I sit on the Board for the Community Research Ethics Office. Our organization helps community organizations have access to support and research ethics reviews traditionally only offered to members of an academic institution. We field a number of applications each month that explain a research project to us, and we evaluate the degree of ethical considerations made by the organization/researchers and sign-off on projects that align with the requirements set out in Canada’s Tri-Council Policy Statement on Conducting Research on Human Participants.
At each of our monthly meetings, the Board dives into lively discussion on topics not often considered in the course of normal research. During our last meeting, we had a discussion concerning the use of email during the data processing phase of a project. In a review we conducted, there was mention of researchers using email to share data across geographic distances (the study was occurring in multiple cities).
When we consider email, especially at a corporate level, our intuition is that it’s reasonably safe. There are the occasional reports of data breaches, but if you use adequate security measures, your content is relatively safe.
But there is a crucial consideration that we need to make when we conduct research. In research, the most important element is the rights of the participants. If a researcher wants safeguard the participant’s interests while the participant freely participates in a research project, then a number of additional measures must play into your research system.
The participant, by agreeing to participate in a study, trusts that the researcher will not only always make research decisions that respect the participant’s wishes, but also the researcher must work to actively protect the participant’s right to safety, security and privacy to the fullest extent possible.
This is where emailing data to researchers gets complicated.
The intuitive thought is that as long as your computer terminal is secure, the data is safe – if you can prevent anyone (except maybe a super spy) from breaching your data, you have done your due diligence.

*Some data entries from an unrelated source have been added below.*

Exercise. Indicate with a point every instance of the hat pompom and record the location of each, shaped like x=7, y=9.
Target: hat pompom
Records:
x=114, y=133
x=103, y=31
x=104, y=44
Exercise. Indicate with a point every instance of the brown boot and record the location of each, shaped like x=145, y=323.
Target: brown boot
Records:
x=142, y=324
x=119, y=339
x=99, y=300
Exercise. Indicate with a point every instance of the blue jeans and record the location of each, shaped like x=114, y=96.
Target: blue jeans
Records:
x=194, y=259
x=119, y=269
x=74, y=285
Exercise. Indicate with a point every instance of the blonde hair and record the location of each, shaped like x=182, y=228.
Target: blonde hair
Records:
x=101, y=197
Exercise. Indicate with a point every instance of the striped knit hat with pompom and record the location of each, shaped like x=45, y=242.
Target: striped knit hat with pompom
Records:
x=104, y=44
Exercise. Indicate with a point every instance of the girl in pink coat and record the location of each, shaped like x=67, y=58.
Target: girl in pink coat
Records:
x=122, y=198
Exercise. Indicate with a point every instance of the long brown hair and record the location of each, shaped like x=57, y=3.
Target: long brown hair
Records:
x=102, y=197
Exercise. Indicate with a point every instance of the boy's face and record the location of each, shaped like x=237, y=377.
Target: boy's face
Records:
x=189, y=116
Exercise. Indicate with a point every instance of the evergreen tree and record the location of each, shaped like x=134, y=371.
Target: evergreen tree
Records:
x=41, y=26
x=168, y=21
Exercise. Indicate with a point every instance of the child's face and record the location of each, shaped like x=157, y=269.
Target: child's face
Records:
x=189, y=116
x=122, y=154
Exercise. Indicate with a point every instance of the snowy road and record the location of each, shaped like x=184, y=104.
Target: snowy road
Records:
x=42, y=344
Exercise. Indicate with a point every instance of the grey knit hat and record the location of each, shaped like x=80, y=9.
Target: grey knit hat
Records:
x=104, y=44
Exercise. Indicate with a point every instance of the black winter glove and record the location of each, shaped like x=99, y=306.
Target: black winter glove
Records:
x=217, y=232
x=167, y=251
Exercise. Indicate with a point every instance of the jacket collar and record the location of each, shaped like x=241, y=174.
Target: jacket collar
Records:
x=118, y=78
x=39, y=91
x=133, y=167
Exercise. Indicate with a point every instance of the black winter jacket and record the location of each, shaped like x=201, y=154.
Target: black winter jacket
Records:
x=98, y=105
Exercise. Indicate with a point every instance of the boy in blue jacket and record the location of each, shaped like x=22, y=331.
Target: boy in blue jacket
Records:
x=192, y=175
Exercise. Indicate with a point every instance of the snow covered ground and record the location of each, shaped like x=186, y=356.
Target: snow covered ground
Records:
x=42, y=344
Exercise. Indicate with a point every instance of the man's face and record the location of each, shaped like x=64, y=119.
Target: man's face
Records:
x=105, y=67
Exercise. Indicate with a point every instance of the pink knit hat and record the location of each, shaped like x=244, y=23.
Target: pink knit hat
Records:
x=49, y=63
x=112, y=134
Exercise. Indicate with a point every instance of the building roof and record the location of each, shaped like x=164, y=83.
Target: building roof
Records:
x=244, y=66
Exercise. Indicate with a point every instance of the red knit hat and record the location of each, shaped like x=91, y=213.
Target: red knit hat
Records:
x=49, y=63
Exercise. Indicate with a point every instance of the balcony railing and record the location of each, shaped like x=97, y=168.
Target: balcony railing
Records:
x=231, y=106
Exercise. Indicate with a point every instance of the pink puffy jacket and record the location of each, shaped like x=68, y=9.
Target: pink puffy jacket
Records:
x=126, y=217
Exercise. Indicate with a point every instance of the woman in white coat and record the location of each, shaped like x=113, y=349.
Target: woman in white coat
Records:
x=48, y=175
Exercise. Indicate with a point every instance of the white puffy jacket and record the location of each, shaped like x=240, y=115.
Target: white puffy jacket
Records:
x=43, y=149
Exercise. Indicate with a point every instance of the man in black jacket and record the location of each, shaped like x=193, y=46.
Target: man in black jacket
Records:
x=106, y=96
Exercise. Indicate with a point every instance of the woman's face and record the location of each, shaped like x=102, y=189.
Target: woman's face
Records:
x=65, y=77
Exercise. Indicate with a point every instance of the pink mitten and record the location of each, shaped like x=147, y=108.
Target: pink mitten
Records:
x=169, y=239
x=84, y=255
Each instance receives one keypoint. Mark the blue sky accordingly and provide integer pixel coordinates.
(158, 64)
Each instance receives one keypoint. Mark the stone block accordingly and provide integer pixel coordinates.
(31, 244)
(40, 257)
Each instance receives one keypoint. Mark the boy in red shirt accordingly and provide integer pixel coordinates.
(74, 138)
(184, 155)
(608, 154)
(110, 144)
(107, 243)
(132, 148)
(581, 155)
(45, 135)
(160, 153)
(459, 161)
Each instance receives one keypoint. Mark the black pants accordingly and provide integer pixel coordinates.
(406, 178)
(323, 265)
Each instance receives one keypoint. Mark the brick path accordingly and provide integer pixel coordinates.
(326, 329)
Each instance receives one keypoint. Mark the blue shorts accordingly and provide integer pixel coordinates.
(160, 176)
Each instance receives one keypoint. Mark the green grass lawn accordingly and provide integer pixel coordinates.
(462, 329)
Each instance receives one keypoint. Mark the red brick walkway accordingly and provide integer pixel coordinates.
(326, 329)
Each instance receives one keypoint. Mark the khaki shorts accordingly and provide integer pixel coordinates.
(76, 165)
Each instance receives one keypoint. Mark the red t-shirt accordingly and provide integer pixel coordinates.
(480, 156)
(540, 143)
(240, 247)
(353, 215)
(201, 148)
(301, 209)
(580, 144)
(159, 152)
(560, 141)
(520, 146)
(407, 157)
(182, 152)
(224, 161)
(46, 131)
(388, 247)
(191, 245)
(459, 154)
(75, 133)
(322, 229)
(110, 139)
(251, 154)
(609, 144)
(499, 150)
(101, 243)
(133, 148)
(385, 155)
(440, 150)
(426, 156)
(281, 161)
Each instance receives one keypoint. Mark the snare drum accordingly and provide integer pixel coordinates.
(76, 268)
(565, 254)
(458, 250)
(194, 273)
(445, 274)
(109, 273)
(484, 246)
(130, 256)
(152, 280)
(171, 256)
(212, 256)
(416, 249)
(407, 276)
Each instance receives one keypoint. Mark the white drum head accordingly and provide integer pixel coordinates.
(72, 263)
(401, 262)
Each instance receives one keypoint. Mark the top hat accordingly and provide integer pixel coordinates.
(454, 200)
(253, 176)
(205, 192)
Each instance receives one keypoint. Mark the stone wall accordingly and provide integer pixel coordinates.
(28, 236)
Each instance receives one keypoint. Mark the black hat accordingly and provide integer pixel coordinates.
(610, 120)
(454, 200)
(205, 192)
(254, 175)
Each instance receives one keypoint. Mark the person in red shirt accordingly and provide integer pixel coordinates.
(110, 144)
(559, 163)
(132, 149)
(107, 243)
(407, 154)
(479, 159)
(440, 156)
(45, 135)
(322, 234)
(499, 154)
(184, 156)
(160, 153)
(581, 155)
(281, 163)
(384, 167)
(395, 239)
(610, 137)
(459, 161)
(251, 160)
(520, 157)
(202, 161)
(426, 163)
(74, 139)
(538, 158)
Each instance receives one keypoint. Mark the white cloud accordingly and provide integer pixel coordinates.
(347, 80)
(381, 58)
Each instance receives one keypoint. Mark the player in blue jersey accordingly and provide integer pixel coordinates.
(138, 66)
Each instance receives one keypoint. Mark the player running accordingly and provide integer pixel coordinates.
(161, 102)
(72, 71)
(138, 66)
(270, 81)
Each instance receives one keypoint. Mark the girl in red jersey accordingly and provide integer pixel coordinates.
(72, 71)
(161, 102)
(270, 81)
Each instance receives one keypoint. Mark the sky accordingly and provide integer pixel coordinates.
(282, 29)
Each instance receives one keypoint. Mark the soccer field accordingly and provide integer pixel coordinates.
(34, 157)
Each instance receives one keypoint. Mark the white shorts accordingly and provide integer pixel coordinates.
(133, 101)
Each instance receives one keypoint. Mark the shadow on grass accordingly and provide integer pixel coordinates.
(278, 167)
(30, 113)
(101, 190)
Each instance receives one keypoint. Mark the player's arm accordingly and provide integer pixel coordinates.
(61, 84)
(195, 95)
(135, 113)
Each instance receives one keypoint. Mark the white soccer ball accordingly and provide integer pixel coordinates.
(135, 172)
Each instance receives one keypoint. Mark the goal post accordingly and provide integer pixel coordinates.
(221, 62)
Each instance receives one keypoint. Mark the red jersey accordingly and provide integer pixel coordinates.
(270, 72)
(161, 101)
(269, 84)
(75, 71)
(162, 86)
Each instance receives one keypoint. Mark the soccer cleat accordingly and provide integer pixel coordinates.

So, here is your security weak-points and your measures to guard against a breach:
- Physically accessing terminal location – lock the building/room and restrict access
- Accessing computer terminal – password protect computer terminal
- Accessing data/email on terminal – ensure login credentials are enabled and encrypt the data before sending
Yes, there’s a problem with the third bullet: email is more complicated that that.
When you send an email, you are not taking a document/letter, folding up a copy and sending the only copy via the web to the recipient. If that were the case, then email would be fairly secure. But, what happens with email instead is you end up copying the information to various sources as it gets uploaded, transmitted, copied, and downloaded over the web. There is a copy created in your computer’s cached memory, there’s a copy that get uploaded and saved to your email server, the data is transmitted to your recipient’s server, and that information is downloaded as a copy to your recipients device.

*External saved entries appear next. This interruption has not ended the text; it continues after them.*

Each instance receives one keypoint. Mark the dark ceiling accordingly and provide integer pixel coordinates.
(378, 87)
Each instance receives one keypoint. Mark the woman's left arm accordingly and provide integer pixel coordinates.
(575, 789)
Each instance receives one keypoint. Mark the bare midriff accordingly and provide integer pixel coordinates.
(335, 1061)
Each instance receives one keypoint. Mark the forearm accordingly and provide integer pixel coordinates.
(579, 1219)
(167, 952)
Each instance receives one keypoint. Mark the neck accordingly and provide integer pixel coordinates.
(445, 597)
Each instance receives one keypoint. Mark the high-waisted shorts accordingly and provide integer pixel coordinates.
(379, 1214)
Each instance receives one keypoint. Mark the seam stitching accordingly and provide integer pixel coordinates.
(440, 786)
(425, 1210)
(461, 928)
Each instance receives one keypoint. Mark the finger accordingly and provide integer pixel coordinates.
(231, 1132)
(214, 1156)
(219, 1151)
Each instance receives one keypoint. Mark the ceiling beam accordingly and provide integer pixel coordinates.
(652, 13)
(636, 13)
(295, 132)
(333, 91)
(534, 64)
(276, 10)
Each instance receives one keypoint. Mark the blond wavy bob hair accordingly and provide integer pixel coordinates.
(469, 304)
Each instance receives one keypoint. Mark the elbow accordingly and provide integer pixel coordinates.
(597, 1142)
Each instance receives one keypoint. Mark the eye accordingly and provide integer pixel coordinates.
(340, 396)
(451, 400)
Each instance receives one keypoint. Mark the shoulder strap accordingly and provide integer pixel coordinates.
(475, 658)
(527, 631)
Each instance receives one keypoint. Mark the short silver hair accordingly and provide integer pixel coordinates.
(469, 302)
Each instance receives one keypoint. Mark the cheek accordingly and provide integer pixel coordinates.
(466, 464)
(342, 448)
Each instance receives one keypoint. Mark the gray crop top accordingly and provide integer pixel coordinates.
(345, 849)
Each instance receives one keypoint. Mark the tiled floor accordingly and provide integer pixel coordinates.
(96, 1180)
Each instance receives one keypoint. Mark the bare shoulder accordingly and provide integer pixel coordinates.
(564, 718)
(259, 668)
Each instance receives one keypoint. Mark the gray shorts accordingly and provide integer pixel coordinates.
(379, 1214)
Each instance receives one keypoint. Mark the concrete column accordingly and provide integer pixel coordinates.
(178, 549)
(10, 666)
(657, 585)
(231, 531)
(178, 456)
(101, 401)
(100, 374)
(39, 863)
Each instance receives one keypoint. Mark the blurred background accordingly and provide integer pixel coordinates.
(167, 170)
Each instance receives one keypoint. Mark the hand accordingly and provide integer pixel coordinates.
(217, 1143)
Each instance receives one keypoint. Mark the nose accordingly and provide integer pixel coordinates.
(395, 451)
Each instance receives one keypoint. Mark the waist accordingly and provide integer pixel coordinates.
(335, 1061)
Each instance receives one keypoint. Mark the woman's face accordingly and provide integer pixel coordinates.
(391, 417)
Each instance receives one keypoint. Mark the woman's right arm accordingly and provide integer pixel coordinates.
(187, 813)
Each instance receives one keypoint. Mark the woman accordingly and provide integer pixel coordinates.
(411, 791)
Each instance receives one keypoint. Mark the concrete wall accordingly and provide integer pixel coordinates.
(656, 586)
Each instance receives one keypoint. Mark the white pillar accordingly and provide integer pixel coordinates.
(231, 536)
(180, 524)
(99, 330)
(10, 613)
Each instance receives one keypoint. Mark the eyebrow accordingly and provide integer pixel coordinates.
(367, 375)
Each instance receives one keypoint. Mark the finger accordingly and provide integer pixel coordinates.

That’s right, device, not necessarily a computer. You see, a further layer of complexity is when we route mail to our mobile devices, which is yet another copy of the information. A computer is cumbersome to physically lose, but cell phones are lost/misplaced all the time. Same with external hard drives and flash drives. And don’t forget your mobile device; if you send the data on the same email platform that is accessible on an app on your phone, that information can be retrieved from your sent messages folder.
All of these points are potential security breaches. So, let’s update the list above as to the number of ways data can be compromised:
- Physically accessing your terminal location
- Accessing computer terminal
- Accessing data/email on terminal
- Your mobile device
- Email server(s)
- Recipients physical terminal location
- Recipients computer terminal
- Recipients data/email on terminal
- Recipients mobile device
There are probably other ways the data could be breached that I’m not considering in this example, but I think I’ve made my point that ethical and security issues are ridiculously complex when considering research projects. Regardless of whether you think your data, if exposed, will actually harm your participants in any meaningful way, that is missing the point entirely. Your participant’s data was important enough for your to collect in the first place, and therefore you have an obligation to protect the rights and well-being of your participant to the fullest extent that you can.

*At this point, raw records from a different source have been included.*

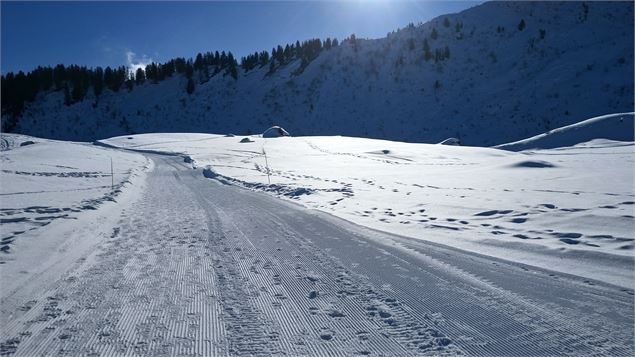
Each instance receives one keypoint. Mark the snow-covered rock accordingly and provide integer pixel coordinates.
(451, 141)
(617, 127)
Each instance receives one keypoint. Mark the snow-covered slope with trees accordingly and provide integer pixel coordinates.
(495, 73)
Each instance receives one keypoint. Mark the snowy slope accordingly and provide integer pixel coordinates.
(538, 207)
(619, 127)
(499, 85)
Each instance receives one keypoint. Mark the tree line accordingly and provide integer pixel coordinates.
(76, 82)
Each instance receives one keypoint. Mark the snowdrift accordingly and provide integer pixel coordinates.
(513, 205)
(617, 127)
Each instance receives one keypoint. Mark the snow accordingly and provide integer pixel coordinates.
(540, 207)
(497, 87)
(275, 132)
(617, 127)
(450, 141)
(47, 183)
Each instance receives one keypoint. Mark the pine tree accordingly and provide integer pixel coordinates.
(190, 86)
(140, 76)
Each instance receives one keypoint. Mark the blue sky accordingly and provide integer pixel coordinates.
(124, 33)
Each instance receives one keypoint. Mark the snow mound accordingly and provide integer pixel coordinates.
(12, 141)
(618, 127)
(451, 141)
(275, 132)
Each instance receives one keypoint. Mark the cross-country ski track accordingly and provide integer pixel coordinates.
(198, 267)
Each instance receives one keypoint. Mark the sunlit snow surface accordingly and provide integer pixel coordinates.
(534, 206)
(46, 183)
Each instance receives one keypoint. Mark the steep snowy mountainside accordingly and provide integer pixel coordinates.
(496, 73)
(617, 127)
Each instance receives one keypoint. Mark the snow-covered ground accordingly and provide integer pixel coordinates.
(569, 209)
(52, 193)
(499, 85)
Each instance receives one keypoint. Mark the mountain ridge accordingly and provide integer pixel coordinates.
(510, 71)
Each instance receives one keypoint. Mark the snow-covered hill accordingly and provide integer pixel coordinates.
(515, 69)
(619, 127)
(542, 207)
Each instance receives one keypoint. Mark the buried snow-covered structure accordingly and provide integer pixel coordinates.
(275, 132)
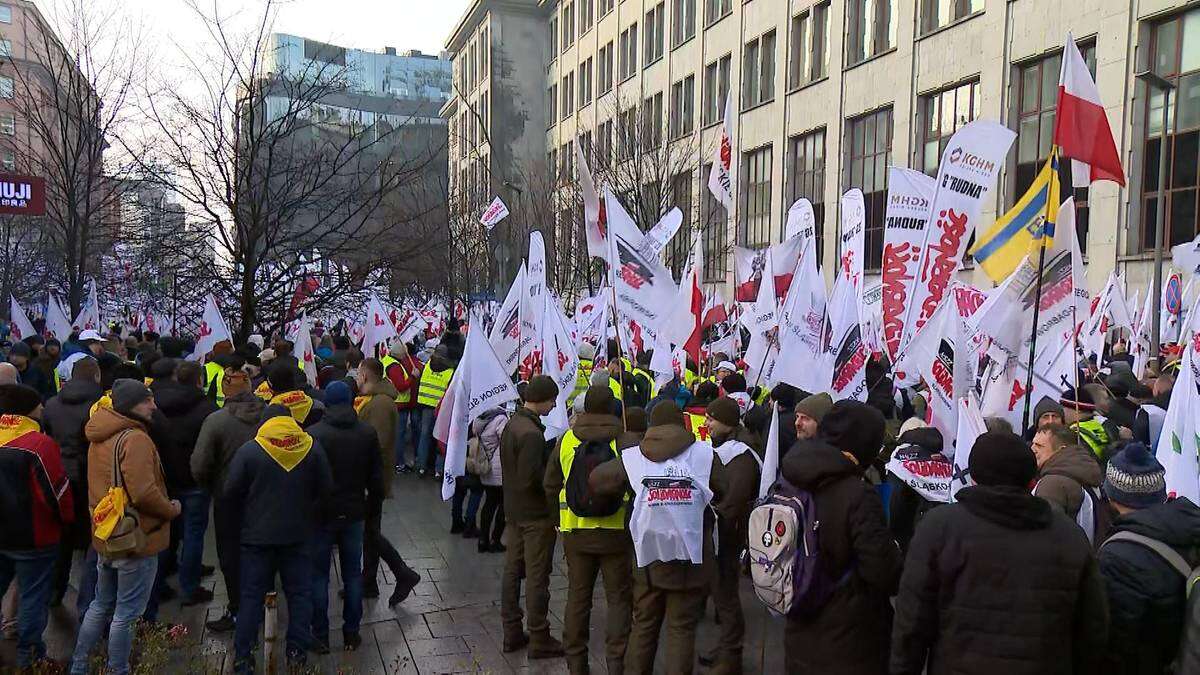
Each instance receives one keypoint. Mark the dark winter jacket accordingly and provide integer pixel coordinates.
(1146, 595)
(185, 408)
(353, 451)
(220, 437)
(999, 583)
(906, 506)
(850, 634)
(523, 457)
(64, 418)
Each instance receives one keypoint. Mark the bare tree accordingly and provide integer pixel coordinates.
(288, 179)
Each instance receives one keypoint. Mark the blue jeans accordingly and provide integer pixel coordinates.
(425, 441)
(191, 550)
(33, 569)
(123, 587)
(259, 565)
(347, 536)
(408, 429)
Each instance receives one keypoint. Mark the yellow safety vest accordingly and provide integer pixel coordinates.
(213, 371)
(567, 518)
(582, 380)
(433, 386)
(402, 396)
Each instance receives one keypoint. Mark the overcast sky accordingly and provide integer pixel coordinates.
(365, 24)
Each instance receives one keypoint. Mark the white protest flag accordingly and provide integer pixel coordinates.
(846, 348)
(211, 330)
(89, 314)
(803, 362)
(304, 351)
(19, 324)
(801, 221)
(645, 288)
(720, 178)
(965, 177)
(495, 213)
(594, 226)
(853, 237)
(771, 455)
(970, 428)
(507, 338)
(1179, 443)
(57, 322)
(905, 225)
(479, 384)
(561, 362)
(378, 327)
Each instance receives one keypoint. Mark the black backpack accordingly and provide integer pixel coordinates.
(580, 497)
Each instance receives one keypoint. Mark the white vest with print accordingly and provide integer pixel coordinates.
(670, 499)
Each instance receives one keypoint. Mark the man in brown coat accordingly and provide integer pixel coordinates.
(593, 545)
(523, 457)
(670, 593)
(739, 452)
(125, 584)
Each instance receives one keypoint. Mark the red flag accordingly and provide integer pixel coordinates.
(1080, 126)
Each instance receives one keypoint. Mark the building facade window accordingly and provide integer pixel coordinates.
(568, 21)
(652, 123)
(870, 29)
(683, 107)
(807, 173)
(715, 234)
(1037, 99)
(810, 46)
(683, 21)
(604, 69)
(937, 13)
(717, 10)
(868, 155)
(755, 230)
(655, 28)
(941, 114)
(759, 71)
(717, 89)
(586, 82)
(628, 45)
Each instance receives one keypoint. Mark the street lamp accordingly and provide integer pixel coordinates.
(1156, 81)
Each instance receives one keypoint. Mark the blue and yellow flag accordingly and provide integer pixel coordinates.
(1018, 232)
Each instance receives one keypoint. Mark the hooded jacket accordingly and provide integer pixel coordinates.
(999, 583)
(141, 470)
(850, 633)
(353, 451)
(1062, 478)
(220, 437)
(279, 493)
(586, 426)
(1146, 595)
(63, 419)
(379, 413)
(185, 410)
(661, 443)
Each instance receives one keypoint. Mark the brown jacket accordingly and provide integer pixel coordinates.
(587, 426)
(742, 475)
(523, 457)
(660, 444)
(141, 469)
(381, 413)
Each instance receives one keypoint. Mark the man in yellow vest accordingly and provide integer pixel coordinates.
(593, 544)
(435, 382)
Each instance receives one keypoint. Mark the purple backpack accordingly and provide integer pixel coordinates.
(785, 555)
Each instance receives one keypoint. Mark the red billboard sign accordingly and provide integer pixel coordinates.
(22, 195)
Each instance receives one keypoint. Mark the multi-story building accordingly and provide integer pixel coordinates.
(827, 95)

The point of our ethics reviews is not to halt research. Our purpose is to help the researchers think of all of the ways we can conduct good research and ensure that our good practices ensure we can continue to conduct research in the future. We must learn from past mistakes and the harm that has come to people who participated in research (inadvertently AND in good faith). Respecting our duty to care is the cornerstone of what it means to do good research.